FDAと春日井製菓の取り組みを紹介し合うなかで、いくつもの共通点が見えてきました。複数人で確認し、一人の判断に頼らないこと。全社員が自分の安全行動を言葉にすること。起きたことを振り返り、仕組みを改善し続けること。そして、立場に関係なく気づきを伝え合うことです。

春日井製菓では役職名ではなく名前に「さん」を付けて呼び合う文化があります。工場長も現場に近い場所で働き、日常的に社員と言葉を交わします。生産保全活動では若手がリーダーとなり、年齢や所属部門を越えて意見を出し合います。

安全のために必要なのは、細かなルールをつくることだけではありません。「ここは危ないかもしれない」「別のやり方があるのではないか」と、誰もが声に出せる関係を日頃からつくること。その土台があってこそ、安全の仕組みが現場の行動につながります。

出会いを、一度きりで終わらせない

今回の意見交換会では、FDAの皆さんから春日井製菓の工場を実際に見てみたいというお話もいただきました。

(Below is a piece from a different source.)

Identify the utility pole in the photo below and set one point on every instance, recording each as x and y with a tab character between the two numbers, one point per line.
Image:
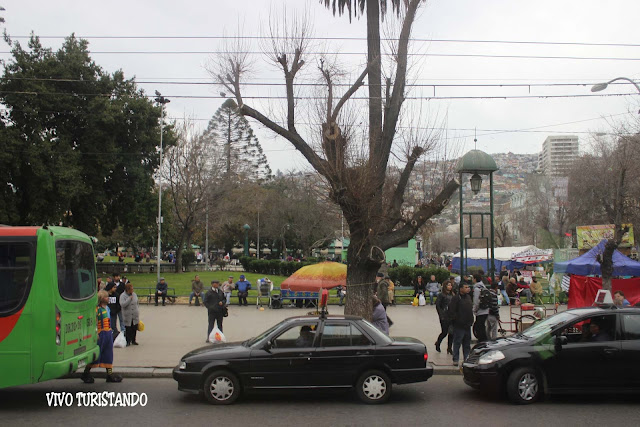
162	101
206	239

資料や言葉で伝えるだけでなく、現場に立ち、そこで働く人の行動やコミュニケーションに触れることで、さらに具体的な学びが生まれます。今回はこちらが空の安全から学び、次はお菓子工場の現場を見ていただく。そんな学び合いが始まろうとしています。

おかしなサマースクールで生まれた出会いが、「安全」という新しいテーマで次の対話につながりました。FDAの皆さん、貴重なお話と機会をありがとうございました。今回得た気づきを、それぞれの現場での行動につなげながら、これからも業界の枠を越えて安全について考えていきたいと思っています。